We saw the first signs of fall in our Community Supported Agriculture (CSA) box. Suddenly we could select from several varieties of winter squash: acorn, delicata, pumpkin. The neighboring farm set-up at the pick-up lot had cabbage again, beets, and so many varieties of apples that I couldn't keep track. I love going to pick up our CSA box because not only do we pick up our share, but we visit the other farm stands for additional produce that our CSA doesn't grow. Yesterday we canned peach sauce, made with some of the last peaches of the season. I think we have enough peaches leftover for me to prep and freeze for making jam when I have some time. We really didn't want to do this in the heat of the summer. Our kitchen is in the hottest part of the house! Today we took advantage of the many apples we bought this week. We made a crumb-top apple pie for dessert tonight and apple spice muffins for breakfast tomorrow. The house smells rich with apples, cinnamon, and nutmeg! Yum!

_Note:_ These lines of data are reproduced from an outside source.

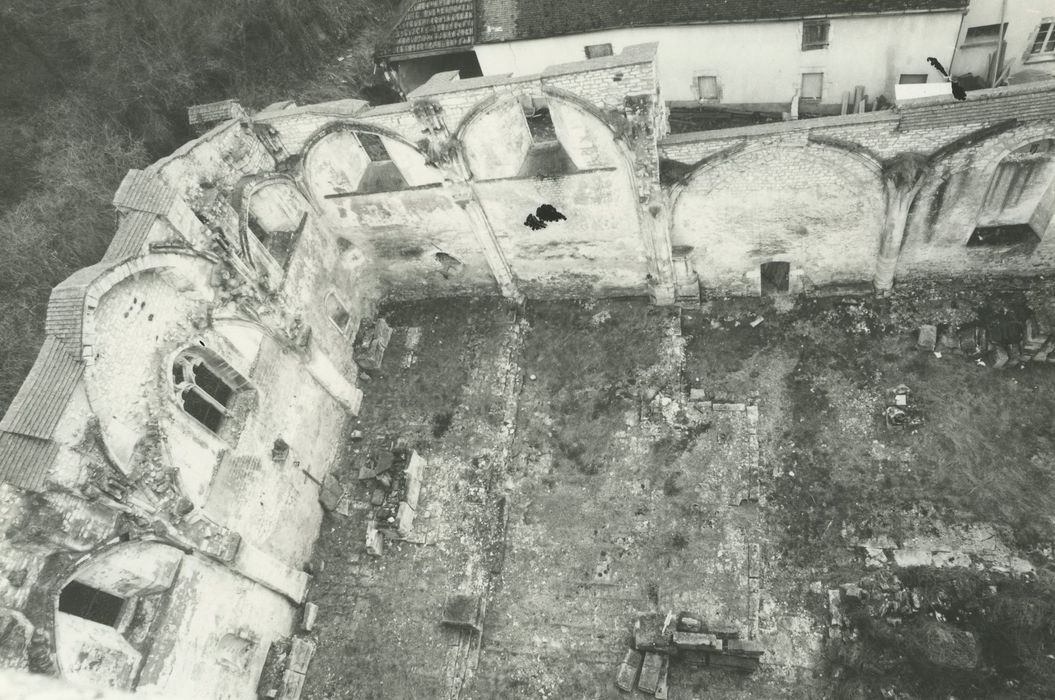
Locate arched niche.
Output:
[671,144,884,295]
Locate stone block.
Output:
[916,324,938,352]
[637,653,667,695]
[615,649,645,693]
[674,629,718,650]
[275,670,304,700]
[301,603,319,631]
[366,520,385,557]
[286,637,315,674]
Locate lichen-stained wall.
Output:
[476,168,649,298]
[897,121,1055,277]
[671,144,884,295]
[85,263,224,503]
[462,95,531,180]
[302,131,497,298]
[137,557,295,700]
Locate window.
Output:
[586,44,612,58]
[356,132,391,162]
[799,73,824,100]
[967,223,1040,248]
[172,348,248,433]
[696,75,721,102]
[524,106,557,143]
[1030,20,1055,58]
[963,24,1008,46]
[761,263,791,296]
[59,581,124,627]
[325,292,351,333]
[802,20,831,51]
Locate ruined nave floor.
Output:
[297,300,821,698]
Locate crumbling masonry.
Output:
[0,44,1055,698]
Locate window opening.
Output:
[802,20,831,51]
[59,581,124,627]
[799,73,824,100]
[761,263,791,296]
[586,44,612,58]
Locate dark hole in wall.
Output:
[967,223,1040,248]
[762,263,791,296]
[59,581,124,627]
[433,411,454,440]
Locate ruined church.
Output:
[0,32,1055,698]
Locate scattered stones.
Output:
[916,324,938,352]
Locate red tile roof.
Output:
[380,0,968,58]
[380,0,475,56]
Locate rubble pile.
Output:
[359,448,426,557]
[615,611,765,699]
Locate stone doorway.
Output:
[761,263,791,296]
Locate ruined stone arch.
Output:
[455,88,633,180]
[905,124,1055,251]
[671,141,885,295]
[232,173,320,269]
[298,120,443,207]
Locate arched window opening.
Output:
[172,348,249,433]
[59,581,124,627]
[967,139,1055,248]
[356,132,408,194]
[518,98,578,177]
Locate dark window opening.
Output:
[967,223,1040,248]
[180,387,224,432]
[963,23,1008,46]
[1030,22,1055,56]
[526,106,557,143]
[799,73,824,100]
[59,581,124,627]
[172,349,249,433]
[326,292,351,333]
[356,132,391,162]
[802,20,831,51]
[249,214,271,246]
[762,263,791,296]
[586,44,612,58]
[193,364,234,406]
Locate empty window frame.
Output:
[325,292,351,333]
[802,20,831,51]
[799,73,824,100]
[172,349,235,433]
[695,75,722,102]
[59,581,124,627]
[356,132,391,162]
[963,23,1008,46]
[586,44,612,58]
[524,106,557,143]
[967,223,1040,248]
[1030,18,1055,59]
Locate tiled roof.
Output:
[187,100,243,127]
[114,170,176,216]
[102,211,157,261]
[477,0,968,43]
[898,80,1055,131]
[0,432,59,491]
[0,336,83,440]
[44,260,114,359]
[380,0,474,56]
[0,336,83,490]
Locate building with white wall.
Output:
[951,0,1055,88]
[381,0,967,111]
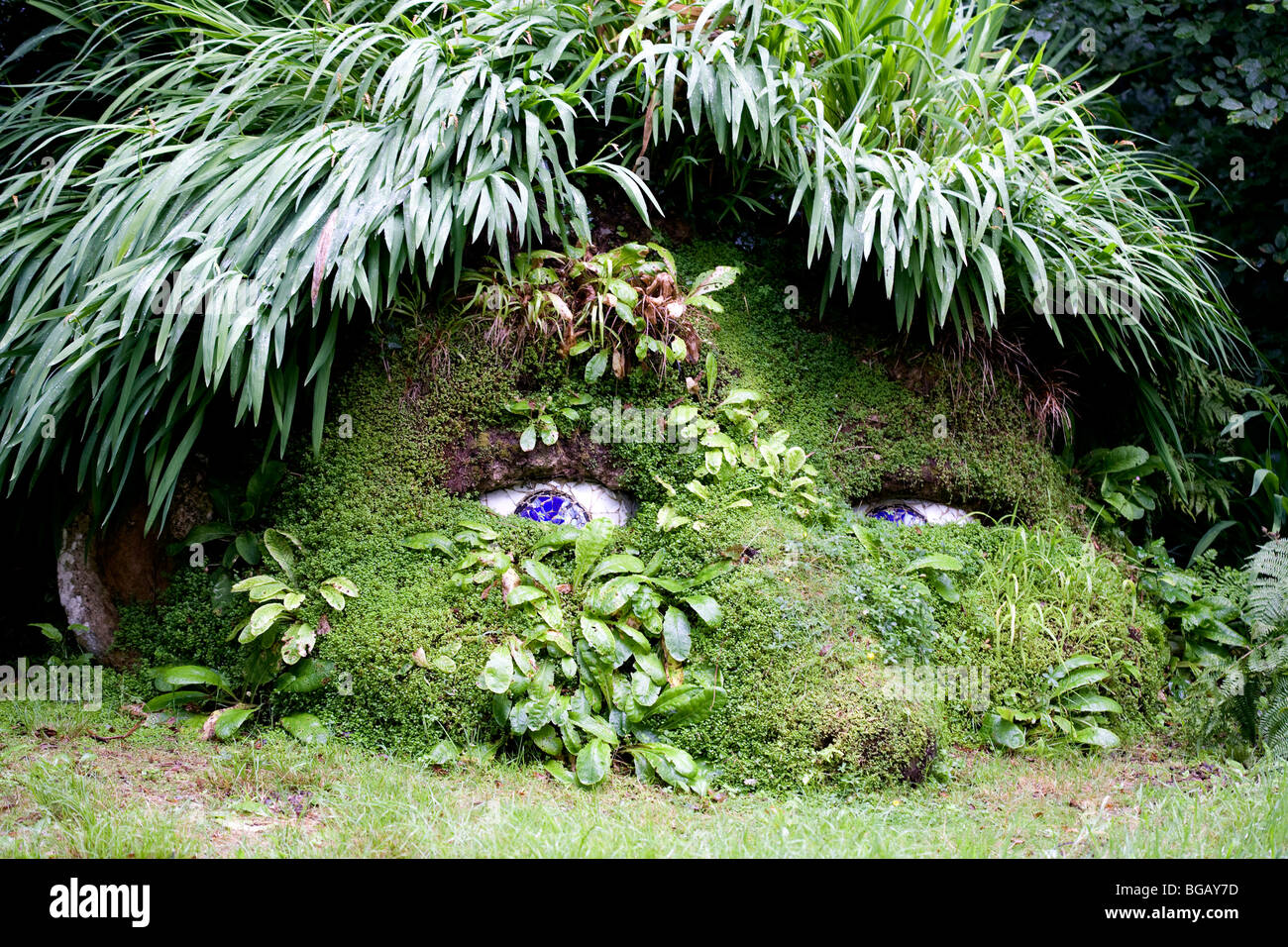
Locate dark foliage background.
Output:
[1012,0,1288,369]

Another sign that it's fall: college football! We've been to two local games so far this season and, as always, we're keeping up with our Buckeyes!
Saturday, June 13, 2009
Peaches
I love going to the farmer's market this time of year. The fruit is in! For the last few weeks we've been feasting on fresh, locally grown strawberries. Then, last week when I went to pick up some strawberries for jam, I was greeted with peaches! I decided it was time to expand my jam-making experience. My neighbor and I went to the farmer's market yesterday and loaded up on peaches. We met in my kitchen this afternoon and now I have two batches of fresh peach jam cooling on my counter. There's something satisfying in preserving food for the year to come and making jam isn't all that difficult. There are also still plenty of peaches for dessert tonight and the next few breakfasts. I also plan to chop some to freeze. They will be great this winter for cobbler, served over Angel Food cake, etc. We're also contemplating canning sliced peaches next month when the freestones are ripe (they are SO much easier to slice). I haven't canned anything beyond jam, but it looks like it should be even easier. In addition, we're looking forward to blueberry and, depending on supply, blackberry jam next month.
By the way, I am looking for a good, juice-only, sweetened jam recipe. If you know of any, please send them my way. Thanks!